What is Risk-based Access?
Risk-based access uses machine learning to define and enforce access policy, based on user behavior. Through a combination of analytics, machine learning, user profiles, and policy enforcement, access decisions can be made in real time, to ease low-risk access, step up authentication when risk is higher, or block access entirely.
High-risk access can be blocked to minimize risk
User behavior drives policy, to ease access
Anomalous events are flagged to identity threats
Why Risk-based Access?
Today’s account-based attacks are so successful in leading to data breach because attackers have the perfect camouflage. Attackers look just like legitimate users, since they are exploiting legitimate accounts — and the attacks raise no suspicion, since all IT sees is regular user activity.
Centrify Analytics Service breaks this breach cycle by applying machine learning to determine, in real time, whether the access being requested is likely to be from a legitimate user, or from an attacker who has compromised that users’ account. Based on the level of risk, the user can be allowed, prompted for further authentication, or blocked entirely.
Not only does risk-based access provide real-time security, but it also flags high-risk events, and elevates them to IT’s attention – speeding analysis and greatly minimizing the effort required to assess risk across today’s hybrid IT environment.

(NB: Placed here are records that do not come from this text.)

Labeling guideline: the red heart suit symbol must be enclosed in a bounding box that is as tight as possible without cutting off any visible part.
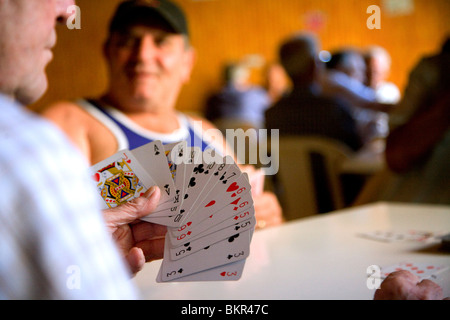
[205,200,216,207]
[226,182,239,192]
[92,173,100,182]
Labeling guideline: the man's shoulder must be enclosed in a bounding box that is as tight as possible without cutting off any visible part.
[41,99,102,135]
[41,99,88,120]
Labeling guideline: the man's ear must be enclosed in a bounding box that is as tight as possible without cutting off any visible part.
[181,46,196,83]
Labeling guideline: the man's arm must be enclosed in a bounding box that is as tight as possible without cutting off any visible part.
[41,101,93,159]
[385,92,450,173]
[41,101,119,164]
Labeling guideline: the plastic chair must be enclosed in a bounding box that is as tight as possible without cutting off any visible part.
[273,136,354,220]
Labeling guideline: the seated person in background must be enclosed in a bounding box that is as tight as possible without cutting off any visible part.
[364,45,401,105]
[354,37,450,205]
[321,49,395,143]
[263,62,291,104]
[364,45,401,139]
[205,62,271,132]
[381,90,450,204]
[265,33,365,213]
[43,0,283,229]
[265,33,363,152]
[389,37,450,129]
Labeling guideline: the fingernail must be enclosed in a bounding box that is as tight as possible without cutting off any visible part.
[145,186,158,199]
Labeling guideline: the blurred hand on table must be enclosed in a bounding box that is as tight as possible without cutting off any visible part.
[374,270,448,300]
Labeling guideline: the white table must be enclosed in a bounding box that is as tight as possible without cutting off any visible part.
[134,202,450,300]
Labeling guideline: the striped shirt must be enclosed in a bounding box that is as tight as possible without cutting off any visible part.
[0,95,137,299]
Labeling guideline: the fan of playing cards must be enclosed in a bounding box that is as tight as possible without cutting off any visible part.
[90,140,256,282]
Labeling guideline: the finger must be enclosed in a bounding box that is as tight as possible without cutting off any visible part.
[135,238,165,263]
[416,279,444,300]
[125,247,146,276]
[132,222,167,243]
[103,186,161,228]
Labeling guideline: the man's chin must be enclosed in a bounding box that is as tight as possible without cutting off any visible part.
[15,80,48,106]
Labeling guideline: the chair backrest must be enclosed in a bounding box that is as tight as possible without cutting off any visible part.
[274,136,353,220]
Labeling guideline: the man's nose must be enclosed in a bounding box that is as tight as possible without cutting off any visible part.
[133,35,160,62]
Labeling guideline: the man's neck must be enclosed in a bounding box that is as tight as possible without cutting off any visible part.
[100,93,180,133]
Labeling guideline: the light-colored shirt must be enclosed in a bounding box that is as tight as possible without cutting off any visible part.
[0,95,137,299]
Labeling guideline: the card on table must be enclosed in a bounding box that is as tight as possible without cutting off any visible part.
[357,230,440,243]
[380,262,449,281]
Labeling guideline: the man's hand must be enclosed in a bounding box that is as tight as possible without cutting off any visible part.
[240,166,284,229]
[374,270,446,300]
[102,186,167,276]
[253,191,284,229]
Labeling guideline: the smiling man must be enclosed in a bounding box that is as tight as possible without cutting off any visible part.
[43,0,283,229]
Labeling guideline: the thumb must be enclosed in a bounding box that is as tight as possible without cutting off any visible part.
[103,186,161,229]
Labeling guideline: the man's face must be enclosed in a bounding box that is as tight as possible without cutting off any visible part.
[104,24,195,111]
[0,0,74,105]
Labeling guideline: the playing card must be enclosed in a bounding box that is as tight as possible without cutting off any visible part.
[159,229,251,282]
[90,140,256,282]
[186,156,242,213]
[168,216,256,260]
[90,150,155,209]
[177,158,218,217]
[168,190,254,246]
[183,172,251,225]
[157,259,246,282]
[357,230,440,243]
[380,262,449,281]
[131,140,176,202]
[163,141,186,184]
[190,209,256,242]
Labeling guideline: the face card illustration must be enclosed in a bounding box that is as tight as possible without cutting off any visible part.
[90,151,155,209]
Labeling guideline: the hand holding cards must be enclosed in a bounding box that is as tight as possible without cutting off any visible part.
[90,140,256,282]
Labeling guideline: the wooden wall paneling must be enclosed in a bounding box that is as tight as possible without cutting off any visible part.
[30,0,450,116]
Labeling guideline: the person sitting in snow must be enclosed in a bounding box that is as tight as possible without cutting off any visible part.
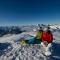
[41,27,53,56]
[27,26,43,44]
[35,26,43,44]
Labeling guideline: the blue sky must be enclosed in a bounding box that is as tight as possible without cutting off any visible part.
[0,0,60,26]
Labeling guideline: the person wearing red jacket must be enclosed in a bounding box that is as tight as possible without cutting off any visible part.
[41,27,53,56]
[42,29,53,43]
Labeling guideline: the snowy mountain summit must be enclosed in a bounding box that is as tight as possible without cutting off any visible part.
[0,24,60,60]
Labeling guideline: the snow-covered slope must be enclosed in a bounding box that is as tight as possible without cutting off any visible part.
[0,24,60,60]
[50,24,60,29]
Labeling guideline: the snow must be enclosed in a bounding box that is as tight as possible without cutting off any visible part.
[50,24,60,29]
[0,25,60,60]
[0,32,46,60]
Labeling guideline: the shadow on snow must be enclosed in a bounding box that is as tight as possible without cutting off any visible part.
[0,42,12,56]
[50,42,60,60]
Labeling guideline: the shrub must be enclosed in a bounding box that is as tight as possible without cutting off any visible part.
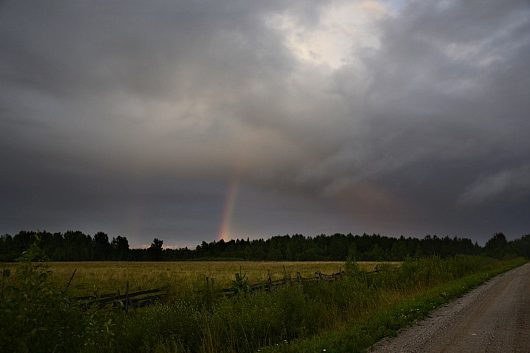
[0,262,113,353]
[0,262,85,352]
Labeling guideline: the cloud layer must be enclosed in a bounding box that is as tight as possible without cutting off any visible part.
[1,0,529,245]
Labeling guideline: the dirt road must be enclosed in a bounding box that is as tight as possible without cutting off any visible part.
[370,263,530,353]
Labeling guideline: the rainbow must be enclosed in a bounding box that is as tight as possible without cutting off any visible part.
[218,177,239,241]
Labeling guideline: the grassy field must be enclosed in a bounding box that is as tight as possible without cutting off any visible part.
[1,256,525,353]
[1,261,396,296]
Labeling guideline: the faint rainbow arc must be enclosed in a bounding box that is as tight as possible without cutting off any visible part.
[218,177,239,241]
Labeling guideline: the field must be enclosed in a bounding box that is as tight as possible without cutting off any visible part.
[2,261,393,296]
[1,257,526,353]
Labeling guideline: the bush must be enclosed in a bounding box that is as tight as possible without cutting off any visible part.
[0,262,84,352]
[0,262,113,353]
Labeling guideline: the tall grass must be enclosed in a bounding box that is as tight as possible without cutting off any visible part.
[1,256,525,353]
[2,261,369,296]
[262,256,527,353]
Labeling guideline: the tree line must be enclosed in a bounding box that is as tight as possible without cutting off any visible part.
[1,230,529,262]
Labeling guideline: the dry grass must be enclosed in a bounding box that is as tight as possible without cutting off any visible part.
[2,261,400,295]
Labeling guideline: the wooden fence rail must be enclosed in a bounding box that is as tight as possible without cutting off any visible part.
[214,270,368,296]
[74,286,166,310]
[72,269,381,311]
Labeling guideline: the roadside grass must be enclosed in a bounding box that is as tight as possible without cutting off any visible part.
[106,256,523,353]
[260,257,527,353]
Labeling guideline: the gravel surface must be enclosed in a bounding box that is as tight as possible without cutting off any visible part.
[369,263,530,353]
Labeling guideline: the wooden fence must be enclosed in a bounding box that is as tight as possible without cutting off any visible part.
[219,270,347,295]
[73,286,166,312]
[70,268,379,311]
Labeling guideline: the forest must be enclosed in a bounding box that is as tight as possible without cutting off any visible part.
[1,230,529,262]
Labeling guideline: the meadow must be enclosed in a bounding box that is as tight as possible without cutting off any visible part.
[0,256,526,353]
[2,260,393,296]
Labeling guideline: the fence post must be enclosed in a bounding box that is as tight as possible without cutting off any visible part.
[316,271,323,281]
[282,265,289,284]
[296,272,302,283]
[62,268,77,294]
[124,281,130,313]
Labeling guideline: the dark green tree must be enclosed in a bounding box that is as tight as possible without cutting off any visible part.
[111,236,129,260]
[484,232,508,258]
[511,234,530,258]
[93,232,110,260]
[148,238,164,260]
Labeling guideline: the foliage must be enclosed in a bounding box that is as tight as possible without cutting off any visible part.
[231,268,250,294]
[484,232,514,258]
[344,256,361,276]
[260,257,526,353]
[16,239,49,262]
[511,234,530,258]
[3,255,524,353]
[0,261,113,353]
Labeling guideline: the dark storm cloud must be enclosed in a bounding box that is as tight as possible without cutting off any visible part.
[355,0,530,238]
[1,0,529,245]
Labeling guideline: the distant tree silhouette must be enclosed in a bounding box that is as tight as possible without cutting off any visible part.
[390,239,408,260]
[347,243,358,261]
[111,236,129,260]
[484,232,509,258]
[511,234,530,258]
[94,232,110,260]
[148,238,164,260]
[2,229,529,262]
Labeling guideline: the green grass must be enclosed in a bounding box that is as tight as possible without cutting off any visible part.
[260,257,527,353]
[0,256,525,353]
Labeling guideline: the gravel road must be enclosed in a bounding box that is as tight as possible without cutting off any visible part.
[370,263,530,353]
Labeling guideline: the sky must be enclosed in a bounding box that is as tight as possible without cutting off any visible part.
[1,0,529,247]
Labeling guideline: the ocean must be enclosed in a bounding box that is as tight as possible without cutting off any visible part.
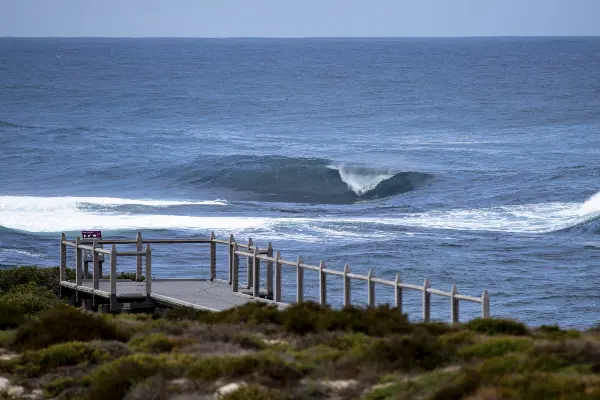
[1,37,599,327]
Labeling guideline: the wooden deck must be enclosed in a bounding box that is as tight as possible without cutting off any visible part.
[60,279,282,312]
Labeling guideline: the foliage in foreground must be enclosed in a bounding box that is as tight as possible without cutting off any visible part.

Risk-based Access for Apps
Cloud, mobile and on-premises applications are under increasing attack. Often protected only by a simple username and password, apps provide easy targets. Centrify can protect apps, without increasing user hassle with risk-based policy based on typical access patterns and user behavior — across cloud and on-premises applications, VPNs, and more.
Risk-based Access for Infrastructure
Risk-aware access policies protect critical IT infrastructure against attacks that exploit compromised privileged accounts. Whether initiating a privileged session or checking out a credential, Centrify analytics service determines the risk-level and either grants privileged access, prompts for an additional factor of authentication or blocks access entirely.